L’obligation de souscrire une assurance décennale avant l’ouverture de tout chantier est stricte. En cas de défaut de couverture, l’article L. 243-3 du Code des assurances prévoit des sanctions sévères : jusqu’à 6 mois d’emprisonnement et 75 000 € d’amende. Au-delà de la sanction pénale, l’absence de garantie expose l’entreprise à devoir assumer seule le coût des réparations, ce qui peut représenter des sommes considérables selon la nature des dommages constatés sur l’ouvrage.

Pourquoi vérifier la couverture de votre contrat avant de démarrer des travaux ?
Un contrat d’assurance décennale ne protège que ce qu’il couvre explicitement. C’est là que réside le piège le plus fréquent pour les professionnels du bâtiment : croire qu’une attestation suffit, sans vérifier que les activités réellement exercées correspondent à celles déclarées lors de la souscription.
Trois situations exposent particulièrement les entreprises du BTP :
- Vous réalisez des travaux dans un corps de métier non déclaré au contrat (par exemple, un maçon qui pose du carrelage sans l’avoir mentionné à son assureur).
- Vous faites appel à des sous-traitants dont la propre couverture décennale n’a pas été vérifiée : en cas de sinistre, la responsabilité peut remonter jusqu’à vous.
- Votre chantier dépasse le périmètre souscrit, en termes de montant de travaux ou de type d’ouvrage (logement collectif contre maison individuelle, par exemple).
Avant chaque nouveau chantier, prenez le temps de relire votre contrat et de le confronter à la réalité de votre activité. Si votre entreprise a évolué, si vous avez diversifié vos prestations ou augmenté votre chiffre d’affaires, votre contrat doit être mis à jour en conséquence. Un contrat inadapté, c’est une garantie qui ne jouera pas au moment où vous en aurez le plus besoin.
La garantie décennale n’est pas une formalité : c’est le socle de la confiance que vos clients placent dans votre entreprise du bâtiment.
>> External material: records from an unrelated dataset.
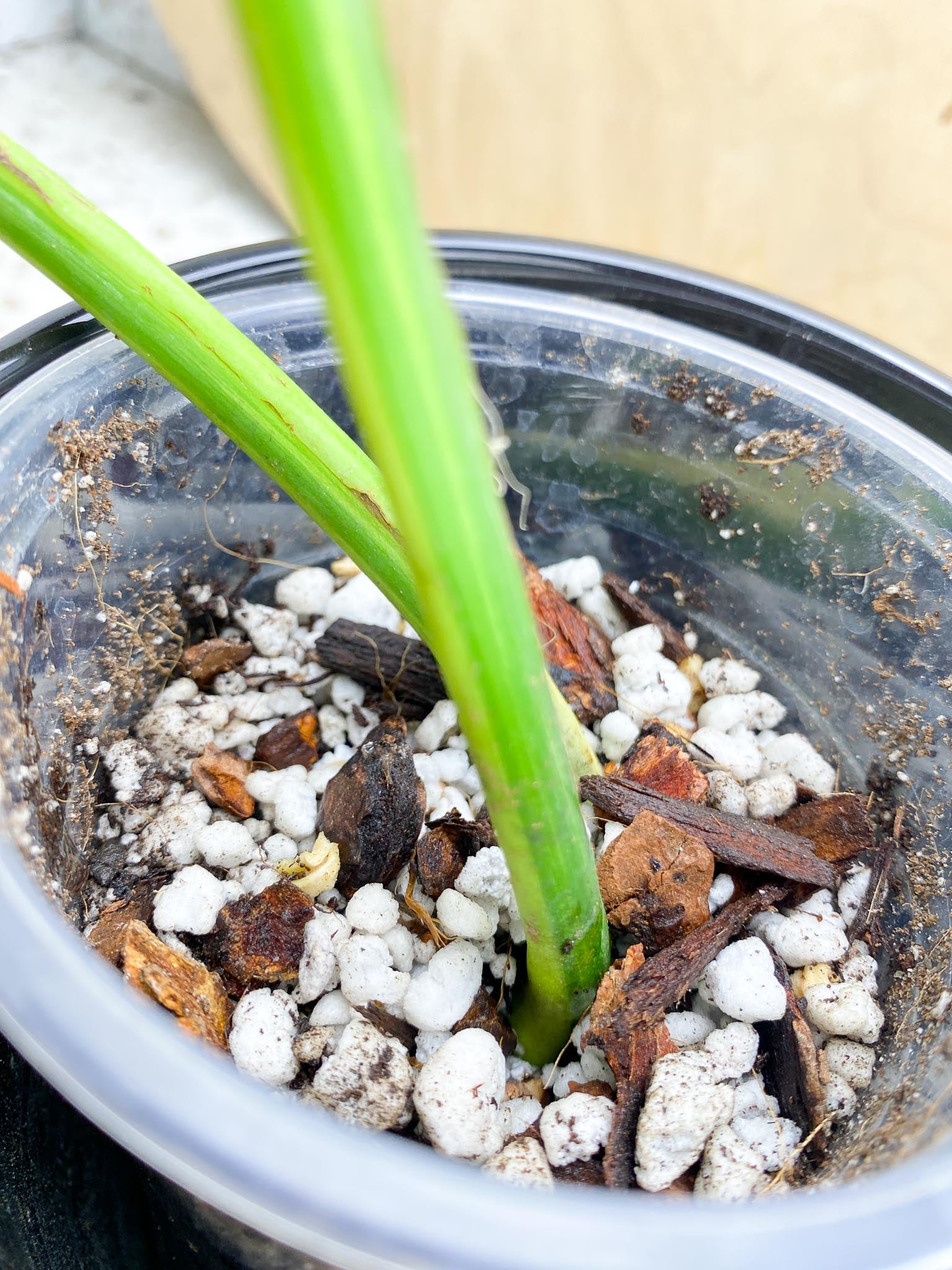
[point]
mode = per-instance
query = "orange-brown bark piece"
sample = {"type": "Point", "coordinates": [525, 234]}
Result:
{"type": "Point", "coordinates": [291, 744]}
{"type": "Point", "coordinates": [662, 763]}
{"type": "Point", "coordinates": [734, 840]}
{"type": "Point", "coordinates": [655, 879]}
{"type": "Point", "coordinates": [576, 651]}
{"type": "Point", "coordinates": [108, 935]}
{"type": "Point", "coordinates": [837, 826]}
{"type": "Point", "coordinates": [202, 662]}
{"type": "Point", "coordinates": [178, 982]}
{"type": "Point", "coordinates": [220, 778]}
{"type": "Point", "coordinates": [260, 939]}
{"type": "Point", "coordinates": [483, 1013]}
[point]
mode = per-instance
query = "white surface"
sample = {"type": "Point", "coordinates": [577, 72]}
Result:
{"type": "Point", "coordinates": [36, 19]}
{"type": "Point", "coordinates": [141, 154]}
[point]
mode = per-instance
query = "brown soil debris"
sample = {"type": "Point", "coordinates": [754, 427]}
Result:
{"type": "Point", "coordinates": [202, 662]}
{"type": "Point", "coordinates": [374, 808]}
{"type": "Point", "coordinates": [444, 849]}
{"type": "Point", "coordinates": [220, 776]}
{"type": "Point", "coordinates": [639, 613]}
{"type": "Point", "coordinates": [108, 935]}
{"type": "Point", "coordinates": [293, 742]}
{"type": "Point", "coordinates": [655, 879]}
{"type": "Point", "coordinates": [662, 762]}
{"type": "Point", "coordinates": [576, 651]}
{"type": "Point", "coordinates": [260, 939]}
{"type": "Point", "coordinates": [178, 982]}
{"type": "Point", "coordinates": [733, 840]}
{"type": "Point", "coordinates": [402, 670]}
{"type": "Point", "coordinates": [837, 826]}
{"type": "Point", "coordinates": [484, 1014]}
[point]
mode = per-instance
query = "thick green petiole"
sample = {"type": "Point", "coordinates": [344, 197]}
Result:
{"type": "Point", "coordinates": [325, 83]}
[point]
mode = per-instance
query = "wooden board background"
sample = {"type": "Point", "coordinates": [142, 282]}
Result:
{"type": "Point", "coordinates": [804, 148]}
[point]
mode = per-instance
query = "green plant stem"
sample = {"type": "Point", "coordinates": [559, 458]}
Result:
{"type": "Point", "coordinates": [325, 82]}
{"type": "Point", "coordinates": [221, 371]}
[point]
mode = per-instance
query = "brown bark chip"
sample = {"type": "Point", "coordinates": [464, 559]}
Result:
{"type": "Point", "coordinates": [837, 826]}
{"type": "Point", "coordinates": [733, 840]}
{"type": "Point", "coordinates": [202, 662]}
{"type": "Point", "coordinates": [178, 982]}
{"type": "Point", "coordinates": [444, 849]}
{"type": "Point", "coordinates": [220, 778]}
{"type": "Point", "coordinates": [108, 935]}
{"type": "Point", "coordinates": [293, 742]}
{"type": "Point", "coordinates": [576, 651]}
{"type": "Point", "coordinates": [374, 808]}
{"type": "Point", "coordinates": [402, 670]}
{"type": "Point", "coordinates": [794, 1064]}
{"type": "Point", "coordinates": [483, 1013]}
{"type": "Point", "coordinates": [639, 613]}
{"type": "Point", "coordinates": [260, 939]}
{"type": "Point", "coordinates": [660, 762]}
{"type": "Point", "coordinates": [655, 879]}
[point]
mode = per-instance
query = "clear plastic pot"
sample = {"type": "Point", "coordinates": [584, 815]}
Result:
{"type": "Point", "coordinates": [626, 386]}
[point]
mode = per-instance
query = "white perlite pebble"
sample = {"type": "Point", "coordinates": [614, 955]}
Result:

Vérifier régulièrement que votre contrat couvre l’ensemble de vos activités, déclarer chaque évolution de votre activité à votre assureur, et contrôler la couverture de vos sous-traitants sont des réflexes professionnels qui vous protègent autant que vos clients. Dans un secteur où les dommages sur ouvrage peuvent engager des sommes importantes, une couverture décennale solide et à jour reste votre meilleure protection face aux aléas de la construction.